Perché ci arroghiamo il diritto di giudicare qualsiasi prestazione di altri se non ne abbiamo l’autorità data dall’esperienza o dal fatto di averci quantomeno provato? Che cosa ci fa ergere a esperti arbitri di discorsi in pubblico, di partite di calcio, di qualsiasi umana performance senza avere la più pallida idea di cosa questo significhi? “Io al tuo posto avrei fatto…” Beh, non eri al mio posto. Su quel cavolo di palco di fronte a 50 persone c’ero io, ed è troppo facile giudicare gli altri stando comodamente seduto in platea.

Recita un antico detto anglosassone: “Prima di criticare una persona, prova a fare un miglio nelle sue scarpe; così, se la critichi, sarai un miglio lontano. E avrai le sue scarpe.”

Altra categoria, ugualmente pericolosa: chi l’autorità ce l’ha davvero, ha fatto esperienza in passato e magari ha scritto anche libri sull’argomento ma ora relega alle parole e non ai fatti questa competenza. Questa specie animale trova nel mondo della formazione il suo habitat naturale: il panorama formativo mondiale è popolato di trainer esperti che tengono corsi anche molto validi su svariati argomenti, ma alla prima necessità di dimostrazione pratica il loro castello di competenze crolla, come un castello di carte al primo soffio di vento.
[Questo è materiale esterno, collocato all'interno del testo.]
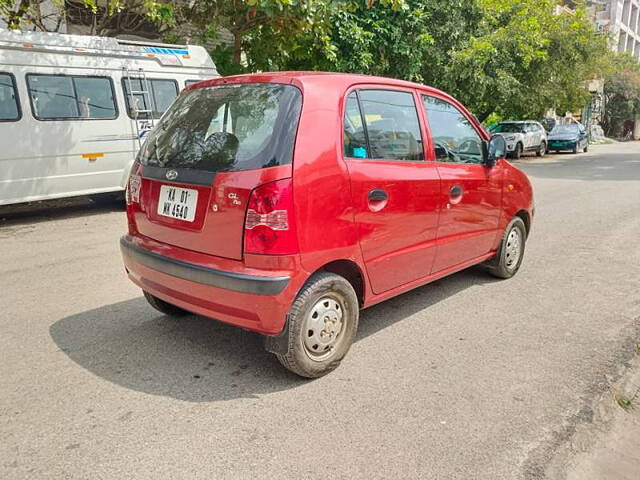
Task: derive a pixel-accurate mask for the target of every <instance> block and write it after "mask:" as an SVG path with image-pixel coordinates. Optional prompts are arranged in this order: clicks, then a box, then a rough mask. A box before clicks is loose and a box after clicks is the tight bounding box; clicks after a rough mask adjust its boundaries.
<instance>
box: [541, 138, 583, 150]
mask: <svg viewBox="0 0 640 480" xmlns="http://www.w3.org/2000/svg"><path fill="white" fill-rule="evenodd" d="M577 144H578V142H576V141H571V140H549V147H548V148H549V150H573V149H574V148H576V145H577Z"/></svg>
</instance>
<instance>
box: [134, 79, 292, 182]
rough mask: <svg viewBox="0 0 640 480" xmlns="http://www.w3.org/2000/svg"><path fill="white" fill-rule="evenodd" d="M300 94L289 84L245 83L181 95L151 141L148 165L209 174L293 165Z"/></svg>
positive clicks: (144, 152)
mask: <svg viewBox="0 0 640 480" xmlns="http://www.w3.org/2000/svg"><path fill="white" fill-rule="evenodd" d="M301 105H302V94H301V93H300V91H299V90H298V89H297V88H296V87H293V86H291V85H280V84H245V85H225V86H216V87H207V88H198V89H196V90H191V91H189V92H185V93H183V94H182V95H181V96H180V97H179V98H178V99H177V100H176V101H175V103H174V104H173V105H172V106H171V107H170V109H169V110H168V111H167V113H166V114H165V116H164V117H163V118H162V120H161V122H160V123H159V124H158V126H157V127H156V128H155V129H154V130H153V131H152V132H151V134H150V135H149V137H148V138H147V140H146V142H145V144H144V146H143V148H142V150H141V152H140V154H139V157H138V159H139V160H140V161H141V162H142V163H143V164H144V165H150V166H156V167H166V168H191V169H197V170H203V171H207V172H223V171H237V170H252V169H259V168H266V167H273V166H277V165H284V164H287V163H291V160H292V157H293V145H294V141H295V135H296V130H297V128H298V119H299V117H300V109H301Z"/></svg>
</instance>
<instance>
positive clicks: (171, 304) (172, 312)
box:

Ricordo ancora come fosse ieri un corso di vendita, fatto secoli fa. Il trainer ha disquisito mezz’ora sull’inefficacia di contattare i clienti il lunedì mattina alle 9 per proporre un prodotto o servizio. Il corso si svolgeva di sabato, era il modulo base e prevedeva due giornate facoltative di approfondimento. In settimana lo stesso trainer o un suo collaboratore ci avrebbero ricontattato per proporre l’acquisto del pacchetto delle due restanti giornate ad un prezzo vantaggioso… Indovinate a che ora sono stata chiamata sul cellulare il lunedì mattina dal più stretto collaboratore del trainer, per convincermi ad acquistare il pacchetto?!?

Uno dei temi che mi sta più a cuore è quello della coerenza. Diffidate di coloro che “predicano bene e razzolano male”, perché non porteranno alcun valore aggiunto alla vostra vita. Affidatevi invece a coloro che agiscono in modo coerente con le proprie parole, perché grazie alla loro esperienza ed i loro consigli potrete migliorare il vostro mondo e crescere come persone.
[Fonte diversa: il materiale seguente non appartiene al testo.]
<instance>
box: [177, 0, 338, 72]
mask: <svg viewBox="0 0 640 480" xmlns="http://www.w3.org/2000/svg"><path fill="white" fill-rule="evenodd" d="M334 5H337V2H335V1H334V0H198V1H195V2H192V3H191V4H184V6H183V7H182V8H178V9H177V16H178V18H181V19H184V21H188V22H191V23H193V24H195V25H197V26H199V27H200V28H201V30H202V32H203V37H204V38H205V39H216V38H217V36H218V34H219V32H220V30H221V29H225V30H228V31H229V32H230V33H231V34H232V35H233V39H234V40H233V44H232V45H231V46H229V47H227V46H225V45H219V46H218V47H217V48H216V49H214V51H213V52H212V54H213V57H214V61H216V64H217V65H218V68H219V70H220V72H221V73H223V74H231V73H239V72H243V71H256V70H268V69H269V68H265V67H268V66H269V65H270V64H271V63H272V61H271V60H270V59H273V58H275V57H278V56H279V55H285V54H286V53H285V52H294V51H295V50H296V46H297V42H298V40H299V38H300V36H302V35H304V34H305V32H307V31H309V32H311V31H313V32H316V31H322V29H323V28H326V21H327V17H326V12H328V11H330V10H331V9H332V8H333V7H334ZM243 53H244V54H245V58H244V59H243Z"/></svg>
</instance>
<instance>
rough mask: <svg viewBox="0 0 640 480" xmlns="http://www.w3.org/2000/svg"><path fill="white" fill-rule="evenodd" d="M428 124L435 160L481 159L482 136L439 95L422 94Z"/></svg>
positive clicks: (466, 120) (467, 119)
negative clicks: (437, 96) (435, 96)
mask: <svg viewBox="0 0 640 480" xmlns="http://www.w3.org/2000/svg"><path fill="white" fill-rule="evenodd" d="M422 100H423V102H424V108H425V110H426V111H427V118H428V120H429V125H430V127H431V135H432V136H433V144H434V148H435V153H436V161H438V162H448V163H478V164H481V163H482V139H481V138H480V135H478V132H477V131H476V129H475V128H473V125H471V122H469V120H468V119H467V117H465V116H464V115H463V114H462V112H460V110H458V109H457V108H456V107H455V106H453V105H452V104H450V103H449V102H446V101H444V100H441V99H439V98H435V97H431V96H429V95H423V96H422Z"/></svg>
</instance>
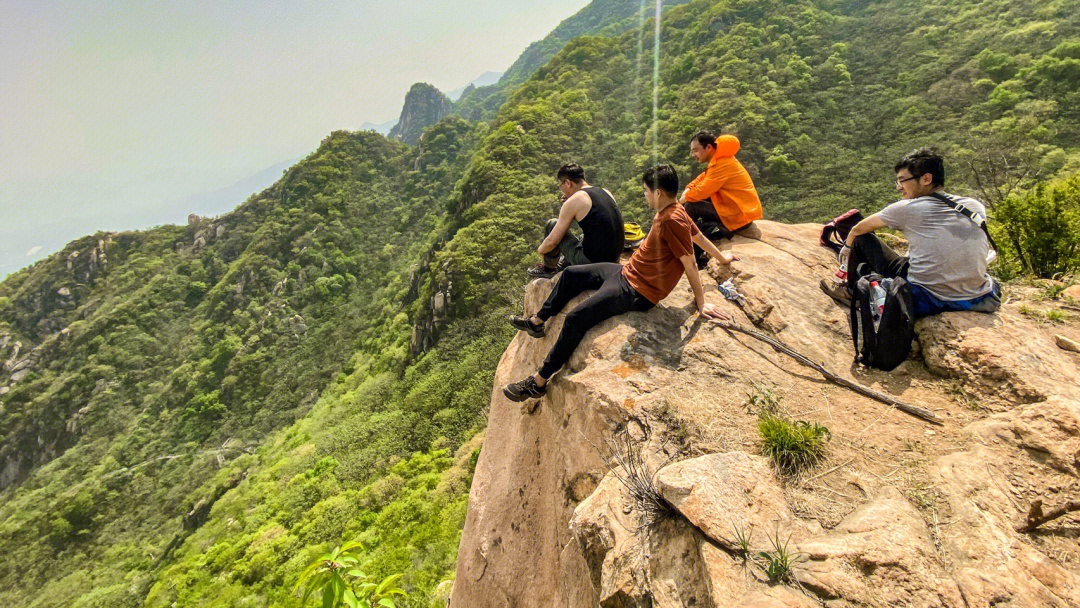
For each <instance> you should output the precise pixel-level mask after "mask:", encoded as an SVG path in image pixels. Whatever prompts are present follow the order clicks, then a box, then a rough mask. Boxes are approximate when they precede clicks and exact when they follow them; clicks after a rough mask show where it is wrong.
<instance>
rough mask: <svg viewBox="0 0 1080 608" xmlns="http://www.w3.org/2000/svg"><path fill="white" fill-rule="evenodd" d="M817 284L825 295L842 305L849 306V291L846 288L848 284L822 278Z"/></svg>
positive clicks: (848, 290)
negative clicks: (834, 300) (817, 284)
mask: <svg viewBox="0 0 1080 608" xmlns="http://www.w3.org/2000/svg"><path fill="white" fill-rule="evenodd" d="M819 285H820V286H821V291H822V292H825V295H826V296H828V297H831V298H833V299H834V300H836V301H837V302H839V303H841V305H843V306H851V291H850V289H848V285H847V284H846V283H840V282H839V281H829V280H828V279H822V280H821V283H819Z"/></svg>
Possiamo dispensare tutte le opinioni che vogliamo, possiamo anche essere competenti in merito a svariati argomenti ma se poi non abbiamo la capacità – e il coraggio – di metterci in gioco, il nostro destino sarà rimanere seduti sugli spalti a criticare chi sta facendo qualcosa, lamentandoci del fatto che tanto non cambia mai nulla. E a questo proposito concordo con Albert Einstein, che sostiene che “chi dice che è impossibile non dovrebbe disturbare chi ce la sta facendo”.
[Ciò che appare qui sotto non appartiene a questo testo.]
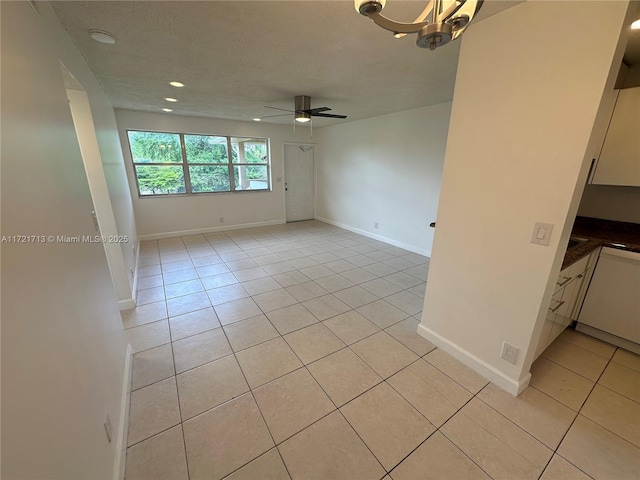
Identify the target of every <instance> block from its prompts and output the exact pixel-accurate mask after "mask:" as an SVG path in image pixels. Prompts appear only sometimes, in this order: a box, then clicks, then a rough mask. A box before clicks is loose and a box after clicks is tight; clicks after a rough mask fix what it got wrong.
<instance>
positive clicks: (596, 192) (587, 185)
mask: <svg viewBox="0 0 640 480" xmlns="http://www.w3.org/2000/svg"><path fill="white" fill-rule="evenodd" d="M578 215H581V216H583V217H593V218H603V219H605V220H616V221H618V222H631V223H640V187H617V186H611V185H587V186H586V187H585V189H584V194H583V195H582V201H581V202H580V208H579V209H578Z"/></svg>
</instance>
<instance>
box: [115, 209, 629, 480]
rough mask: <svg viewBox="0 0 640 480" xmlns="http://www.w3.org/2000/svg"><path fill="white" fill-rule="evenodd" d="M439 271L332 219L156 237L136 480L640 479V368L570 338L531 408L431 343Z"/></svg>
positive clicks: (136, 314)
mask: <svg viewBox="0 0 640 480" xmlns="http://www.w3.org/2000/svg"><path fill="white" fill-rule="evenodd" d="M428 268H429V259H428V258H426V257H423V256H420V255H417V254H415V253H410V252H408V251H405V250H402V249H400V248H397V247H393V246H390V245H388V244H385V243H382V242H379V241H376V240H372V239H369V238H367V237H364V236H361V235H357V234H354V233H351V232H348V231H346V230H343V229H340V228H337V227H333V226H330V225H327V224H323V223H321V222H318V221H307V222H298V223H292V224H287V225H280V226H273V227H265V228H253V229H247V230H234V231H227V232H218V233H212V234H206V235H193V236H185V237H176V238H168V239H163V240H158V241H149V242H144V243H143V244H142V245H141V248H140V268H139V283H138V286H139V291H138V307H137V308H136V309H135V310H131V311H128V312H123V322H124V325H125V328H126V329H127V332H128V334H129V338H130V342H131V344H132V347H133V348H134V351H135V352H136V353H135V355H134V361H133V377H132V394H131V408H130V422H129V431H128V450H127V458H126V478H127V479H129V480H133V479H139V478H146V479H154V480H159V479H171V480H178V479H189V478H190V479H192V480H195V479H204V478H206V479H219V478H230V479H235V480H238V479H257V480H266V479H289V478H292V479H321V480H332V479H345V480H354V479H383V478H384V479H393V480H403V479H412V480H413V479H416V480H418V479H432V478H433V479H455V480H457V479H462V478H484V479H488V478H494V479H509V480H517V479H537V478H542V479H547V480H548V479H562V480H566V479H588V478H595V479H607V480H618V479H625V478H628V479H635V480H637V479H639V478H640V357H638V356H636V355H633V354H631V353H629V352H626V351H624V350H621V349H617V348H616V347H614V346H611V345H609V344H606V343H603V342H601V341H599V340H596V339H593V338H591V337H588V336H585V335H582V334H580V333H577V332H575V331H573V330H567V331H565V332H564V333H563V334H562V335H561V336H560V337H559V338H558V339H557V340H556V341H555V342H554V343H553V344H552V345H551V346H550V347H549V349H548V350H547V351H546V352H545V353H544V354H543V356H542V357H540V358H539V359H538V360H537V361H536V362H535V363H534V365H533V368H532V375H533V377H532V381H531V385H530V386H529V387H528V388H527V389H526V390H525V391H524V392H523V393H522V394H521V395H520V396H519V397H518V398H514V397H512V396H511V395H509V394H507V393H504V392H503V391H501V390H500V389H498V388H497V387H495V386H493V385H492V384H488V383H487V381H486V380H485V379H484V378H482V377H480V376H479V375H477V374H476V373H474V372H473V371H472V370H470V369H468V368H467V367H465V366H464V365H462V364H461V363H459V362H457V361H456V360H454V359H453V358H452V357H450V356H449V355H447V354H445V353H444V352H442V351H441V350H439V349H437V348H435V347H434V346H433V345H431V344H430V343H429V342H427V341H426V340H424V339H423V338H422V337H420V336H418V335H417V334H416V333H415V332H416V327H417V325H418V323H419V320H420V317H421V310H422V306H423V296H424V290H425V285H426V284H425V282H426V280H427V272H428Z"/></svg>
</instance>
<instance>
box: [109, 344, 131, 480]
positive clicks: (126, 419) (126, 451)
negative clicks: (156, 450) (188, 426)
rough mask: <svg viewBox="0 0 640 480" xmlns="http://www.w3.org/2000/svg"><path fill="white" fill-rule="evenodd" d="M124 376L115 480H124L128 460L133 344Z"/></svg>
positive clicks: (125, 362)
mask: <svg viewBox="0 0 640 480" xmlns="http://www.w3.org/2000/svg"><path fill="white" fill-rule="evenodd" d="M126 355H127V356H126V358H125V363H124V375H123V379H122V400H121V402H120V423H119V424H118V442H117V444H116V459H115V463H114V465H113V480H124V469H125V466H126V458H127V433H128V431H129V405H130V403H131V402H130V399H131V372H132V369H133V354H132V351H131V344H130V343H129V344H127V353H126Z"/></svg>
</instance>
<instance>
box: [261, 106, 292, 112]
mask: <svg viewBox="0 0 640 480" xmlns="http://www.w3.org/2000/svg"><path fill="white" fill-rule="evenodd" d="M264 108H271V109H272V110H282V111H283V112H289V113H294V111H293V110H287V109H285V108H278V107H270V106H269V105H265V106H264Z"/></svg>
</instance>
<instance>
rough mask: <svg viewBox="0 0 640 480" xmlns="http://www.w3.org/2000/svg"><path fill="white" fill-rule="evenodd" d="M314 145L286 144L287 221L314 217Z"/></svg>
mask: <svg viewBox="0 0 640 480" xmlns="http://www.w3.org/2000/svg"><path fill="white" fill-rule="evenodd" d="M313 183H314V182H313V146H312V145H285V146H284V185H285V207H286V213H287V222H297V221H300V220H311V219H313Z"/></svg>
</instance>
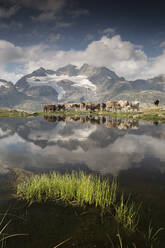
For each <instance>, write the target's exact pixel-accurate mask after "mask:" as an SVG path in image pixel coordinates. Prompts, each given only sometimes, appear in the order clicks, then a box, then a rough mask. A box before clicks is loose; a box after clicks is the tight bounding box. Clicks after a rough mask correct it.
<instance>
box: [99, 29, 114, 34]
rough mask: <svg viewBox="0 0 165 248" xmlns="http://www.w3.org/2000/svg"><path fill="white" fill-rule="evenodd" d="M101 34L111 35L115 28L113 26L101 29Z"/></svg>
mask: <svg viewBox="0 0 165 248" xmlns="http://www.w3.org/2000/svg"><path fill="white" fill-rule="evenodd" d="M102 33H103V34H108V35H111V34H112V35H113V34H114V33H115V29H114V28H106V29H104V30H103V31H102Z"/></svg>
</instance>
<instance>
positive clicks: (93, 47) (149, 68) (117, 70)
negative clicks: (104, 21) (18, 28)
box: [0, 35, 165, 80]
Se invece agiamo per primi, dimostrando con l’esempio la validità delle nostre opinioni e delle nostre azioni, allora otterremo dei risultati e grazie alla nostra esperienza saremo utili anche agli altri. Perché è con il nostro esempio che cambiamo il mondo, non con le nostre opinioni.

E tu, in che modo sei d’esempio agli altri?